An invention is defined in the law as “an idea of an inventor which permits in practice the solution to a specific problem in the field of technology” and may be, or relate to, a product or a process.[1] Any invention can be the subject of a patent, except for:[2]
- Discoveries, scientific theories and mathematical models;
- Schemes, rules or methods for doing business, performing purely mental acts or playing games;
- Methods for treatment of the human or animal body by surgery or therapy, as well as diagnostic methods practiced on the human or animal body; this provision does not apply to products for use in any of these methods;
- Pharmaceutical products;
- Plants and animals other than micro-organisms, and essentially biological processes for the production of plants or animals;
- Plant varieties.[3]
Computer software is patentable if it is a:[4]
- Process invention, which in whole or in part, consists of steps that are performed by computer and are directed by a computer; or
- Product invention consisting of elements of a computer-implemented invention, including in particular:
- Machine-readable computer program codes stored on a tangible medium such as a floppy disk, computer hard drive or computer memory; and
- A general-purpose computer whose novelty over the prior art arises primarily due to its combination with a specific computer program.
Novelty
The first requirement for an invention to be patentable is that it be a new invention, meaning it is not anticipated by prior art.[5]
Prior art consists of everything disclosed to the public, anywhere in the world, by publication in tangible form or by oral disclosure, by use or in any other way, prior to the filing or, where appropriate, the priority date, of the application claiming the invention. Disclosure to the public of the invention shall not be taken into consideration:[6]

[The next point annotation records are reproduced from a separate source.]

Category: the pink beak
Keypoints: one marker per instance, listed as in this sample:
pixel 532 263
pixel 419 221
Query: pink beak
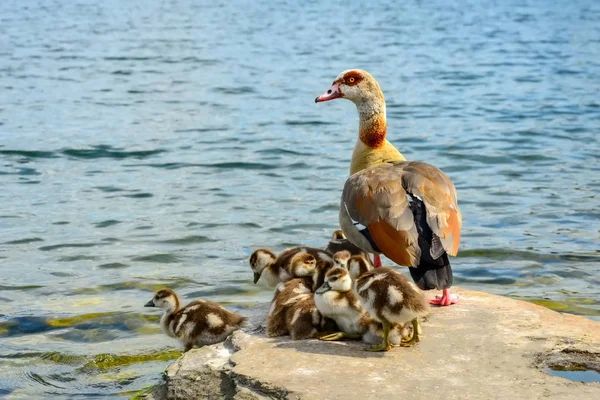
pixel 332 93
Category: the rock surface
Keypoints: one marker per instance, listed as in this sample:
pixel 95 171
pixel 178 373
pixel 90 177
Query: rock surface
pixel 485 347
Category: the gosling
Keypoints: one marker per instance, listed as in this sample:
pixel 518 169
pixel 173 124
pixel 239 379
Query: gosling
pixel 198 323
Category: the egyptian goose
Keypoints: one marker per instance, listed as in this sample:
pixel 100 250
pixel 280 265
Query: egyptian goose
pixel 389 297
pixel 406 210
pixel 199 323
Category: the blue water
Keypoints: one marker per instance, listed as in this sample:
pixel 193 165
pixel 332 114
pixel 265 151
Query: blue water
pixel 145 144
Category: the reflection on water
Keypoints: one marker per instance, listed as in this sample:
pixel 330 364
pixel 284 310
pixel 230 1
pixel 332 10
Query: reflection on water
pixel 148 145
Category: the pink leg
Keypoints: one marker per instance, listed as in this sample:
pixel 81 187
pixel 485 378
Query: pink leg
pixel 377 260
pixel 445 299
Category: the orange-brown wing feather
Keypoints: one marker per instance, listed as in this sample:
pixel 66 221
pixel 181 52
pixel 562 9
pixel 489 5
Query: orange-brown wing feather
pixel 394 244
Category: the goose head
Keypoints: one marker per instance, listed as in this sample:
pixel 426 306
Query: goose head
pixel 356 85
pixel 165 299
pixel 337 279
pixel 259 260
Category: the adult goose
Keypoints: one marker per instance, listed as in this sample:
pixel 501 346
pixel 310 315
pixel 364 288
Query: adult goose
pixel 406 210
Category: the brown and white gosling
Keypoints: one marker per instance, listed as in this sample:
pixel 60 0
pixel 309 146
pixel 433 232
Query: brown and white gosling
pixel 335 300
pixel 198 323
pixel 293 311
pixel 295 262
pixel 389 297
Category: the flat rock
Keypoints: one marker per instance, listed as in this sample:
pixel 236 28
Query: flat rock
pixel 484 347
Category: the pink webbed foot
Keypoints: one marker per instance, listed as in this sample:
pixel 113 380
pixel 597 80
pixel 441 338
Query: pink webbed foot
pixel 445 299
pixel 377 260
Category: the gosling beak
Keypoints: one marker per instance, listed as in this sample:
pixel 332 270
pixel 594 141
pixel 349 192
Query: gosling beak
pixel 332 93
pixel 324 288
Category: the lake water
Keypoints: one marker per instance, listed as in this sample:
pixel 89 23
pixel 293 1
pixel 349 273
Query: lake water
pixel 150 144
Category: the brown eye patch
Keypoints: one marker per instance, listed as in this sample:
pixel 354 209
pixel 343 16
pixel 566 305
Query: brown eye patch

- If it occurred within twelve months preceding the filing date or, where applicable, the priority date of the application; and
- If it was by reason or in consequence of acts committed by the applicant or his predecessor in title or of an abuse committed by a third party with regard to the applicant or his predecessor in title.
Inventive Step
Second, an invention must involve an “inventive step.”[7] An invention involves an inventive step if, having considered the prior art, it would not have been obvious to a person having ordinary skill in the art.
Industrial Applicability
Third, an invention must be industrially applicable, meaning it can be made or used in any kind of industry.[8] However, if the commercial exploitation of the invention would be contrary to public order or morality, or would be harmful to human, animal, or plant life or health, or would seriously prejudice the environment, or is prohibited by law, then it cannot be patented.[9]
Utility Model Certificates
Utility model certificates in Cambodia are a special form of patent, with a lower standard of registerability and shorter duration term. Whereas a patent must be new, involve an inventive step and be industrially applicable, a utility model need only be new and industrially applicable.[10] Whereas a patent expires twenty years after filing, a utility model certificate expires after seven years, with no possibility of renewal.[11] Applicants may, prior to grant or refusal, apply for their patent application to be converted into a utility model application, and vice versa.[12] The conversion may only be done once.[13]